In July 1991, India introduced New Industrial Policy (NIP) 1991 as part of economic reforms.

1. Background of New Industrial Policy 1991

  • Balance of Payments Crisis in 1990-91 forced India to seek IMF assistance, which required economic reforms.
  • Low Growth Rate – India’s GDP growth was stagnant around 3–3.5%, often termed the “Hindu rate of growth.”
  • Global Changes – End of the Cold War and collapse of the Soviet Union opened up global markets and increased competition.
  • Fiscal Deficit and Inflation – High fiscal deficit and rising inflation created macroeconomic instability, necessitating structural reforms.

2. Main Features of NIP 1991

1. Industrial Licensing Abolished

  • Industrial licensing abolished for most industries.
  • Only a small list of strategic industries remained under licensing.

2. Role of Public Sector Reduced

  • Number of industries reserved for public sector reduced from 17 to 8, later to even fewer.
  • Policy of disinvestment in selected public sector enterprises.

3. MRTP Act Provisions Relaxed

  • Asset limit for MRTP companies removed.
  • Large business houses allowed to expand and diversify.

4. Foreign Investment Liberalised

  • Automatic approval for FDI up to certain limits in many sectors.
  • Permission for foreign technology agreements.

3. Liberalisation, Privatisation and Globalisation (LPG)

(a) Liberalisation

  • Removal of licensing, quotas, controls and restrictions.
  • Greater freedom to private sector in investment, production and pricing.

(b) Privatisation

  • Transfer of ownership or management from public sector to private sector.
  • Disinvestment of government equity in PSEs.

(c) Globalisation

  • Increasing integration with world economy through trade, FDI, technology and capital flows.

4. Impact of NIP 1991

  1. Increased Industrial Growth – Industrial growth rate improved, with higher investment and greater efficiency due to competition and technology inflows.

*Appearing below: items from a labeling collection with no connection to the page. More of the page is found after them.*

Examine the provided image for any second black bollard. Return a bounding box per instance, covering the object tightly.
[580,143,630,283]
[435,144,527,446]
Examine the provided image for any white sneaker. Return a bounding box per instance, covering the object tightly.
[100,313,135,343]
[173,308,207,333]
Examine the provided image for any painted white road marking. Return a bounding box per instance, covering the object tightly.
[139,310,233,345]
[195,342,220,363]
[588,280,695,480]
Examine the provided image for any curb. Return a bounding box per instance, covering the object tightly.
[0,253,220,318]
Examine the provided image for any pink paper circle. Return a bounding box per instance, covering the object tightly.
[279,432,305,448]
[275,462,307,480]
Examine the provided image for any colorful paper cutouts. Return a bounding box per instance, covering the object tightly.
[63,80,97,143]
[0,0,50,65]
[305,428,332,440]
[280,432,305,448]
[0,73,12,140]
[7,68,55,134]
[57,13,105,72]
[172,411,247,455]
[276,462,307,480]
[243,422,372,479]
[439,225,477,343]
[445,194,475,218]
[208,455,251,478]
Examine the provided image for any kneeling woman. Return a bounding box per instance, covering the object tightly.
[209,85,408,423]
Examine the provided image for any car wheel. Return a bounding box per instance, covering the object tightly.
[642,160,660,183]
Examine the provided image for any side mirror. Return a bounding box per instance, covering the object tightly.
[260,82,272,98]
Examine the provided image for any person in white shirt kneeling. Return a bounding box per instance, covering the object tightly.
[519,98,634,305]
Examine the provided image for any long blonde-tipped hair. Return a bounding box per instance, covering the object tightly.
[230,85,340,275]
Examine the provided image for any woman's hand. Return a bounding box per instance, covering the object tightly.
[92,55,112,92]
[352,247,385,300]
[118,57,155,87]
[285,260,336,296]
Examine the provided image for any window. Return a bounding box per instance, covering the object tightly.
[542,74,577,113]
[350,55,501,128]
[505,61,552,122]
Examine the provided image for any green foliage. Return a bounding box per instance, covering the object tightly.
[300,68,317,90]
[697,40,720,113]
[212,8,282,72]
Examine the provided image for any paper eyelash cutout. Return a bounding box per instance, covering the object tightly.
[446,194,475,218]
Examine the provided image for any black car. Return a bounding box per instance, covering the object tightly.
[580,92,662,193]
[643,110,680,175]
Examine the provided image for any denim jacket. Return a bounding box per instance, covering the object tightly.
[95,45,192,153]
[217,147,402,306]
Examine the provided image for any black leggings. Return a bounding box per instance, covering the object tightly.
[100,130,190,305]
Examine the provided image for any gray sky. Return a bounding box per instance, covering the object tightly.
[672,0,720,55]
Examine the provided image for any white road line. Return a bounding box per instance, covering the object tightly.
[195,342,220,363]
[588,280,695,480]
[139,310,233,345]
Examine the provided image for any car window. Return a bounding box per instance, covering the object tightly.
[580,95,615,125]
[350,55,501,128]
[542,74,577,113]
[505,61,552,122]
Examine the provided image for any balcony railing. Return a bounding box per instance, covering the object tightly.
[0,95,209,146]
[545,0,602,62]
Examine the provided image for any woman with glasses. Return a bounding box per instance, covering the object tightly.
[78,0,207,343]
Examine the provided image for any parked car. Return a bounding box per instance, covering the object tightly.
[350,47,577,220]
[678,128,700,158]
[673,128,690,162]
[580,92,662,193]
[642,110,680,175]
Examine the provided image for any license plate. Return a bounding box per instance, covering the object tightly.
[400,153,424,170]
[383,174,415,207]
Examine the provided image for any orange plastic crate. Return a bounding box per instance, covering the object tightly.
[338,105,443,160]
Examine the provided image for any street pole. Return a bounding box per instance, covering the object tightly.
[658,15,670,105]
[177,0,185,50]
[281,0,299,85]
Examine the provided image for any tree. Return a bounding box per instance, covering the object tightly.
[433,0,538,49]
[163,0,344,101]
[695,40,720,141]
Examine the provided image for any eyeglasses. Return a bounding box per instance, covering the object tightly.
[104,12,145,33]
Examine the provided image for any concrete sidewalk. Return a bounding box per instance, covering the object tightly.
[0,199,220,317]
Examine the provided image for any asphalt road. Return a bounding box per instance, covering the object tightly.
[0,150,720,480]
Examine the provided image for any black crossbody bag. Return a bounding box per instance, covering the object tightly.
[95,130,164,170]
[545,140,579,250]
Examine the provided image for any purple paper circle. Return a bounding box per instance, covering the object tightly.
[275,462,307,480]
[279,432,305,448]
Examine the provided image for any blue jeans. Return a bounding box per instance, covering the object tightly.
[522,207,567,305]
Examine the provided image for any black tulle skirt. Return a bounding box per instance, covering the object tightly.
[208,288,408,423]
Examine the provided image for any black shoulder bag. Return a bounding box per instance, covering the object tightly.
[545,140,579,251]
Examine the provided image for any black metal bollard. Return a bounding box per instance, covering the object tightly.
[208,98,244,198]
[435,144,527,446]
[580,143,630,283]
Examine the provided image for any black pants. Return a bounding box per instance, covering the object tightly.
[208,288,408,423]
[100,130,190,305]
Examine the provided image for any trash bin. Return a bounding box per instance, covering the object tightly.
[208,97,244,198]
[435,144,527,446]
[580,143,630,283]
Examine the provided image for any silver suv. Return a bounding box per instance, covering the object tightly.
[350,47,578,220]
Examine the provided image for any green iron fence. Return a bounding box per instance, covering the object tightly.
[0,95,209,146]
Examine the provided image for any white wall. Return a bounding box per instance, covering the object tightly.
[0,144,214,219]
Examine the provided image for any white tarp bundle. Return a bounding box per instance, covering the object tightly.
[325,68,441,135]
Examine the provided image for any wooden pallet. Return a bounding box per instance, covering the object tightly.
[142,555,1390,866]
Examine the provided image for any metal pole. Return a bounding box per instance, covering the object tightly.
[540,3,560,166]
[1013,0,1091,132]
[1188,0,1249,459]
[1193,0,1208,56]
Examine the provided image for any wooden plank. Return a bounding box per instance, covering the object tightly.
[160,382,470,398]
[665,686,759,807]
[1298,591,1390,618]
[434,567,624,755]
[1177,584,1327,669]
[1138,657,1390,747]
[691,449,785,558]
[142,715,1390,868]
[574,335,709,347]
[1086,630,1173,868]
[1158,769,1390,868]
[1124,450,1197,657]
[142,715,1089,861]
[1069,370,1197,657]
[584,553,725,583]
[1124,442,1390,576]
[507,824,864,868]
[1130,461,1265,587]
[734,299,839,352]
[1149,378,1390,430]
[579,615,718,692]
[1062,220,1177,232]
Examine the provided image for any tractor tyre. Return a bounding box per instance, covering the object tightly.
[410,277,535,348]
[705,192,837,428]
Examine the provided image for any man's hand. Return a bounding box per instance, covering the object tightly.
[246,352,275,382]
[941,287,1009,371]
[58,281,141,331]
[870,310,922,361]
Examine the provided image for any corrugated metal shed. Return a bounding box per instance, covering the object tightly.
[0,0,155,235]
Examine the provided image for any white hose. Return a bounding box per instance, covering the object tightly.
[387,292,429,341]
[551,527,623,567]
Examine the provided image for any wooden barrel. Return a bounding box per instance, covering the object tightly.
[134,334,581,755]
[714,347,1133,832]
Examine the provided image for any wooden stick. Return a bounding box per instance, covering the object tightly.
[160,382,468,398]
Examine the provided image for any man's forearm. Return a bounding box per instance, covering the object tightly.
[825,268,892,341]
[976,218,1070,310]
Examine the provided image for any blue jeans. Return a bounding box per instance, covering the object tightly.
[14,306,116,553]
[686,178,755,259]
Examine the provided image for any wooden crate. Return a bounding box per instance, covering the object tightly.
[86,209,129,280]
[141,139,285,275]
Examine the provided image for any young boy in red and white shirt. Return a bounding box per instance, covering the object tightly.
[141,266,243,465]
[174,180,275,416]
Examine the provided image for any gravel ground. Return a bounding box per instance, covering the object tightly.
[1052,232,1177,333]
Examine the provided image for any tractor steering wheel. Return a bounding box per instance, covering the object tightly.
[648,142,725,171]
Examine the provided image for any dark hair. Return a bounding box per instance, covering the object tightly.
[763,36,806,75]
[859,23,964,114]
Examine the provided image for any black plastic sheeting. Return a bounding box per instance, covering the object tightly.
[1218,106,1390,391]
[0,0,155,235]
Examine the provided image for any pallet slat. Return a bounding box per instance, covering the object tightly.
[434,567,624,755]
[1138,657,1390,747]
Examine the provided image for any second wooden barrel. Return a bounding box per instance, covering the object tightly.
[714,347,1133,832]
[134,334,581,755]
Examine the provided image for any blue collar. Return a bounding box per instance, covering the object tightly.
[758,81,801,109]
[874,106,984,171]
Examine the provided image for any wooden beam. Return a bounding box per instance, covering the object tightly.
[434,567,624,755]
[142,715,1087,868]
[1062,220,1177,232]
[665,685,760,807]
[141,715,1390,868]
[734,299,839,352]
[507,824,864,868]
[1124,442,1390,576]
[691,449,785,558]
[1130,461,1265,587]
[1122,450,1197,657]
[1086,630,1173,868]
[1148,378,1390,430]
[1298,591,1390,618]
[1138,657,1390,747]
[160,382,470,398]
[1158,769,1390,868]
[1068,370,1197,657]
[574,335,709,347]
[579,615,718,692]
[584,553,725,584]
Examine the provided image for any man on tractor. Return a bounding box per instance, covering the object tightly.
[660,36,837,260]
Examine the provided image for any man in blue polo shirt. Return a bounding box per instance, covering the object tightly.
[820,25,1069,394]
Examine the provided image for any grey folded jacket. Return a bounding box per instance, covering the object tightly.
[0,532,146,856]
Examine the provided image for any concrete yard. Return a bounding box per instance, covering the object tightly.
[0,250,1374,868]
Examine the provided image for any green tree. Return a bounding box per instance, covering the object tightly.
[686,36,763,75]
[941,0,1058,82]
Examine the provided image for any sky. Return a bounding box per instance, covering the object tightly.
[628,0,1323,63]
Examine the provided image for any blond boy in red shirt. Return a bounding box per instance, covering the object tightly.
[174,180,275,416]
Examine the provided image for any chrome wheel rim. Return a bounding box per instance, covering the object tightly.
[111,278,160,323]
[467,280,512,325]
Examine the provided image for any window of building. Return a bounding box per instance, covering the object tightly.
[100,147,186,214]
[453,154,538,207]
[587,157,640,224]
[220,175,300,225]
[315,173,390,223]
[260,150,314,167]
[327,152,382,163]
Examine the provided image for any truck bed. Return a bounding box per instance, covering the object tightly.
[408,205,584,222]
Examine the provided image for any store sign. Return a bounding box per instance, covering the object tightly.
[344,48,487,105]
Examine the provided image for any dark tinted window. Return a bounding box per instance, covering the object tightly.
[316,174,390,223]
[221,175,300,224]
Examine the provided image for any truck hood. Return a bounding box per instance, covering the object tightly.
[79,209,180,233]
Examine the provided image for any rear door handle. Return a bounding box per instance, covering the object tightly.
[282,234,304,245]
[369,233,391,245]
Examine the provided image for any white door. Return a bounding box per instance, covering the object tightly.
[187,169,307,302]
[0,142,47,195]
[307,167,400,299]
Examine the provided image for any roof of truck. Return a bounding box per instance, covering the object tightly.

  2. Rise of Private Sector – Private sector became the dominant force in manufacturing, services, and infrastructure, contributing significantly to GDP and employment.

  3. Foreign Investment InflowFDI increased from negligible levels to billions of dollars, especially in telecom, IT, automobiles, and services, bringing capital, technology, and management practices.

  4. Competitive Environment – Domestic firms faced intense competition from imports and MNCs, leading to quality improvement, cost reduction, and innovation.

  5. Export Growth – Exports grew substantially, especially in software services, pharmaceuticals, textiles, and engineering goods, improving India’s trade balance.

  6. Challenges and Disparities – While growth accelerated, regional disparities, income inequality, and agricultural sector distress persisted, requiring focused policy attention.

5. Quick Revision Points

  • NIP 1991 introduced LPG reforms.
  • Abolished most industrial licensing, reduced public sector role, liberalised FDI.
  • Aimed at higher growth, efficiency and global integration.